Explained
An ISP proxy combines the two properties operators actually want: an IP address registered to a real ISP (so it carries residential-grade trust with anti-bot systems) and datacenter-grade hosting (so it's fast, stable, and stays the same across sessions). The provider partners with a consumer ISP to obtain blocks of IPs registered under the ISP's name, then hosts those IPs in datacenter infrastructure for performance.
The practical effect is that an ISP proxy looks like a residential IP to the destination site, but behaves like a datacenter proxy in terms of latency and uptime. Unlike residential proxies, which assign a fresh IP per request from a pool of consumer devices, an ISP proxy gives you one fixed IP you keep for as long as you need it.

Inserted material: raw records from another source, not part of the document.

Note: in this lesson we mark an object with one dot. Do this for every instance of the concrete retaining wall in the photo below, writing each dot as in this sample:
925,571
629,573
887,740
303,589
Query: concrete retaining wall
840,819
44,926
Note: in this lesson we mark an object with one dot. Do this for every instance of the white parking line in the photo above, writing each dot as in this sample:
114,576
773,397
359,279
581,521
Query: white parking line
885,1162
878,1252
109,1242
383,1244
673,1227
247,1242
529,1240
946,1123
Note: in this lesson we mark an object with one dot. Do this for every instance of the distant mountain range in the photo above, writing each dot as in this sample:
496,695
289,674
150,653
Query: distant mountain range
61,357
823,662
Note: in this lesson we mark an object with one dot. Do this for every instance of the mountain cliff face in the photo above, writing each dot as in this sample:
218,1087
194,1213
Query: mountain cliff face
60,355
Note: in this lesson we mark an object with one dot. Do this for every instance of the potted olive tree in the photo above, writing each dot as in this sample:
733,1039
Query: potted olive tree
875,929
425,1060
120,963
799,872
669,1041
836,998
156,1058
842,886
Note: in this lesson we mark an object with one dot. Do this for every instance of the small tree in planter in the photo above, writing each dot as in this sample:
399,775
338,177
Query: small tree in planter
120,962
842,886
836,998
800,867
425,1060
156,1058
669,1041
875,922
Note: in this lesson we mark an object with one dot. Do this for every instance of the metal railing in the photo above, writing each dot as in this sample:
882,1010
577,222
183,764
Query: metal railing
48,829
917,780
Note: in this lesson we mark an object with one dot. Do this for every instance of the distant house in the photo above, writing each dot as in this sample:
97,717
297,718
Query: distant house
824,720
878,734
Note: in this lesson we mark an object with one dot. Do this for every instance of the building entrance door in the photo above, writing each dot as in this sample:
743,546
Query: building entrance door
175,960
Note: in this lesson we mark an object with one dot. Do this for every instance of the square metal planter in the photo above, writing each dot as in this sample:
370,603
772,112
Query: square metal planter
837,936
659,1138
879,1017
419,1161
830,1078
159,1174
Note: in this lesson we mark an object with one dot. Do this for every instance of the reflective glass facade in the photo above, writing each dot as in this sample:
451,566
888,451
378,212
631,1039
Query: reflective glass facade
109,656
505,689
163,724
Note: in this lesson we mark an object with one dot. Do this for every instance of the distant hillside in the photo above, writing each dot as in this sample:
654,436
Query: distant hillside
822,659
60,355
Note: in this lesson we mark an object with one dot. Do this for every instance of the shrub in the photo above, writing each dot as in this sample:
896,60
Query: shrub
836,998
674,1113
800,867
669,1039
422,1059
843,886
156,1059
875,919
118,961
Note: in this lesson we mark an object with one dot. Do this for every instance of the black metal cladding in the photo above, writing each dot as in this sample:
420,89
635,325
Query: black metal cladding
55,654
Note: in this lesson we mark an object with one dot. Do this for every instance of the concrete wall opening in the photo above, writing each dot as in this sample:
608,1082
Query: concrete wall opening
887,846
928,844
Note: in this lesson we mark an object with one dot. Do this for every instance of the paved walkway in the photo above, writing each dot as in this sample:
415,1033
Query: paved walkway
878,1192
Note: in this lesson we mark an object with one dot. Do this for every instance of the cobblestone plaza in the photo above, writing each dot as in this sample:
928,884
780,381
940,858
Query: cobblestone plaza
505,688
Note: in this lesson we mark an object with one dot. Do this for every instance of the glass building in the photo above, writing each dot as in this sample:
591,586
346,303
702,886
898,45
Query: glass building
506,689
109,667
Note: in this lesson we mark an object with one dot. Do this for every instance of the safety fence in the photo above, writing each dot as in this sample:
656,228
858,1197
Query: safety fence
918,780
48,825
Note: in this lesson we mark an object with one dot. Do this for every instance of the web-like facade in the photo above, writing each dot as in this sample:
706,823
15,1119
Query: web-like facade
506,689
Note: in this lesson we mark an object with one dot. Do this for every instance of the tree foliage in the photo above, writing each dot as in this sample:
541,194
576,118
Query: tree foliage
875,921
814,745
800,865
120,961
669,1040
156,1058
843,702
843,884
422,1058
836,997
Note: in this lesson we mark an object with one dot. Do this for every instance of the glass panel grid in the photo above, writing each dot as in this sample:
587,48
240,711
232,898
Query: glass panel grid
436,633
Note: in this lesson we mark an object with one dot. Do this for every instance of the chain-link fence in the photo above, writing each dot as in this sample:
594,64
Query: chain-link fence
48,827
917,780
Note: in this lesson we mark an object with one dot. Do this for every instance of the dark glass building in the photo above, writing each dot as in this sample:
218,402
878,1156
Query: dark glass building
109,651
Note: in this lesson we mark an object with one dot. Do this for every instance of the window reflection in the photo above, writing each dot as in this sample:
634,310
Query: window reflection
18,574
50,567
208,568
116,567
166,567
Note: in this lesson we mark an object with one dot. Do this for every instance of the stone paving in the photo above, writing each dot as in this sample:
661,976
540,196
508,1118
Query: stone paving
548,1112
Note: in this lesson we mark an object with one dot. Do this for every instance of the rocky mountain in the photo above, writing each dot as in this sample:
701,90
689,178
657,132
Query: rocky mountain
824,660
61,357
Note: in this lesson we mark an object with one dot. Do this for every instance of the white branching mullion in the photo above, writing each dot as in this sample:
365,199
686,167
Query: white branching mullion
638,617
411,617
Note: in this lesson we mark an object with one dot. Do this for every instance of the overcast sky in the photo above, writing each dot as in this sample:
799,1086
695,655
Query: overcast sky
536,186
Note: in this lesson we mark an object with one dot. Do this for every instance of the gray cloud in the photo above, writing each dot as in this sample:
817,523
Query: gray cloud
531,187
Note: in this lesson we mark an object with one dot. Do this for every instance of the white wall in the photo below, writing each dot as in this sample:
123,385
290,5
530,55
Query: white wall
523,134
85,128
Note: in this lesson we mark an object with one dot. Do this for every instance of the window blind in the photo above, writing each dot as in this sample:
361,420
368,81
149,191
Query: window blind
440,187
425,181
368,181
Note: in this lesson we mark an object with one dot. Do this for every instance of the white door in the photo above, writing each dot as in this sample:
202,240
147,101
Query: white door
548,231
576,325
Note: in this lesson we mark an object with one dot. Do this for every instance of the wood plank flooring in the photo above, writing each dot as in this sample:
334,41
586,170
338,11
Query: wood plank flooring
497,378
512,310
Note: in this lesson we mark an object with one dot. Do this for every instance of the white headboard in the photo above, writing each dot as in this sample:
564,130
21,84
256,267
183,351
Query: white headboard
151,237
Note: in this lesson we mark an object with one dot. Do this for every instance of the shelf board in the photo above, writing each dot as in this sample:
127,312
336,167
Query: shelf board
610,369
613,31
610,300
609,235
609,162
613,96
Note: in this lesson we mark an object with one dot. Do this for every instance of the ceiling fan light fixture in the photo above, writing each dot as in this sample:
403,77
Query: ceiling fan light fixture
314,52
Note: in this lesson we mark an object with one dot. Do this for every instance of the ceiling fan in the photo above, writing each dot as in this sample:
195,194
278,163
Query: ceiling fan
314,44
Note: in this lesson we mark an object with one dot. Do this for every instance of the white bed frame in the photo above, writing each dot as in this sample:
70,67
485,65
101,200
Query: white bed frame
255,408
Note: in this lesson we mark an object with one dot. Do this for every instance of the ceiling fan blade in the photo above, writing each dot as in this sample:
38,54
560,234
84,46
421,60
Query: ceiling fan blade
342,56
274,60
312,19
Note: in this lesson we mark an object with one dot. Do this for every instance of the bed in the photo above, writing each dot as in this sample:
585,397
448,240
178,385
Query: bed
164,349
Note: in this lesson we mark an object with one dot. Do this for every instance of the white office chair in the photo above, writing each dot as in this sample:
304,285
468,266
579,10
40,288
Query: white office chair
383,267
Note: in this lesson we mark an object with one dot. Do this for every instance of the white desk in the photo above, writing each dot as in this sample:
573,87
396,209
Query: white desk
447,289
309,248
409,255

This makes ISP proxies the preferred choice for any workflow that needs a stable session: managing multiple accounts on the same platform, running bots that maintain login state, scraping behind authentication, and any task where mid-session IP changes break the workflow. They're also commonly called 'static residential' or 'dedicated residential' proxies.
How It Works
When you connect through an ISP proxy, your traffic exits through one specific IP address that's registered with a real consumer ISP (Comcast, AT&T, Verizon Business, etc.) but physically hosted on the proxy provider's datacenter infrastructure. The destination site does an ASN lookup on the IP, sees a consumer-ISP record, and treats your request as residential traffic.
Because the IP is fixed and dedicated to you (or a small group of users), it doesn't rotate across requests. Sessions, cookies, and any IP-bound authentication state stay intact across as many requests as you make. Operators typically use one ISP proxy per account or per workflow they want to keep clean.